AI-written obituaries are compounding people’s grief
AI-written obituaries are compounding people’s grief
The race to produce content at any cost using generative AI is resulting in real human harm.
“Where do I even start?” says Bridget Todd, the creator and host of the podcast There are No Girls on the Internet. “It’s just been a real motherfucker. I feel like I’m still processing it all.”
In early July, Todd lost her mother Carolyn Todd, a renowned physician in her hometown of Richmond, Virginia. Carolyn’s death came just days after Todd’s father was rushed to the ICU after taking a fall at home. “We were all congregating in Richmond around the care of my dad and so, understandably, the family energy was around him,” Todd says. “Then a few hours later, my mother passes away completely unexpectedly.”
What followed were some of the hardest days of Todd’s life. But her grief was compounded by something totally avoidable: An error-strewn, likely AI-generated obituary, written without the family’s knowledge, started careening around social media.
For a woman with a story as powerful as Carolyn’s—born in rural Virginia, she grew up an orphan before working her way up the medical ranks—the obituary fell woefully flat. “This obituary didn’t say anything specific at all,” says Todd. “It was just like: ‘She was a doctor, and pediatric patients loved her.’”
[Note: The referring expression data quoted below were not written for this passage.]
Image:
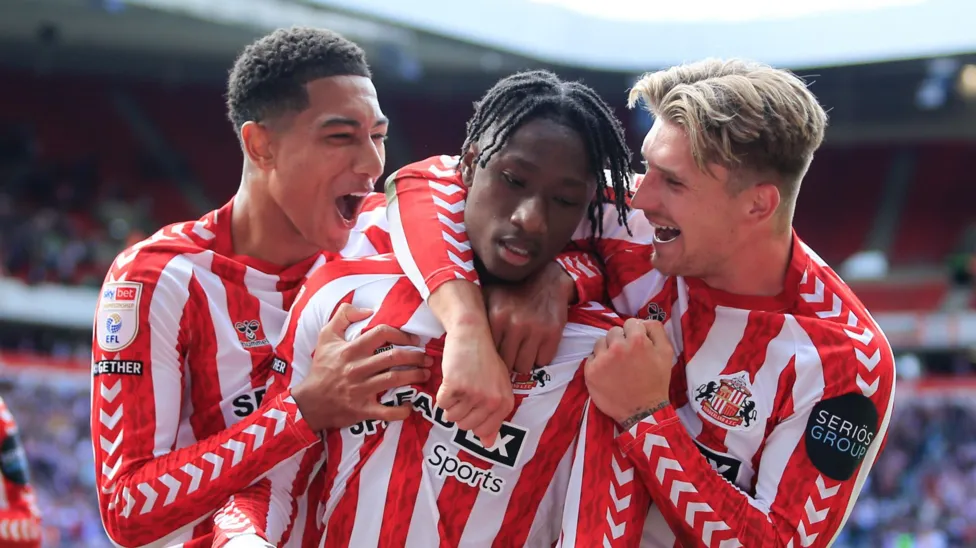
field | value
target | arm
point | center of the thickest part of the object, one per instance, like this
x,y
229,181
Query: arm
x,y
264,514
146,489
335,383
606,504
807,483
20,521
It was also full of errors, Todd says, and appeared on a website that was cluttered with cheap ads called Obitsupdate. “It was incredibly difficult to make all of these arrangements,” says Todd. “And on top of that, we don’t need an unauthorized bullshit AI website making everything harder for us.”
Todd is far from alone in her frustration. AI-generated obits are now filling the web on sites like BNN, The Thaiger, and FreshersLive, marking a new chapter in the quest to monetize grief. Many of these sites churning out AI-generated content, exploiting the dead, are based in Asia and appear to be run solely to generate ad revenue. BNN was operated out of Hong Kong by an Indian-American entrepreneur before it shut its news arm in May 2024; FreshersLive is reportedly run out of Southeast Asia; and The Thaiger is a Thai-based news website that intersperses local news with obituaries about people with no connection to the country. The New York Times reported that BNN, before its closure, hired would-be journalists from countries like Iraq, Pakistan, Egypt, and Nigeria to put existing stories, including obituaries, through generative AI tools before posting on its own website, which the Times called a “chop shop.” It’s one of more than 500 unreliable AI-generated websites identified by NewsGuard in October 2023.
The business model is simple: Produce automated content at scale to jump on Google trends and slough off profit. That would have been uneconomical in an era where people had to write the stories. Augmented by generative AI tools, it’s possible. But little do those who publish the AI-generated dross know what impact it has on the people left behind. In early March, Chris Mohney’s father, Paul, passed away in Chattanooga, Tennessee.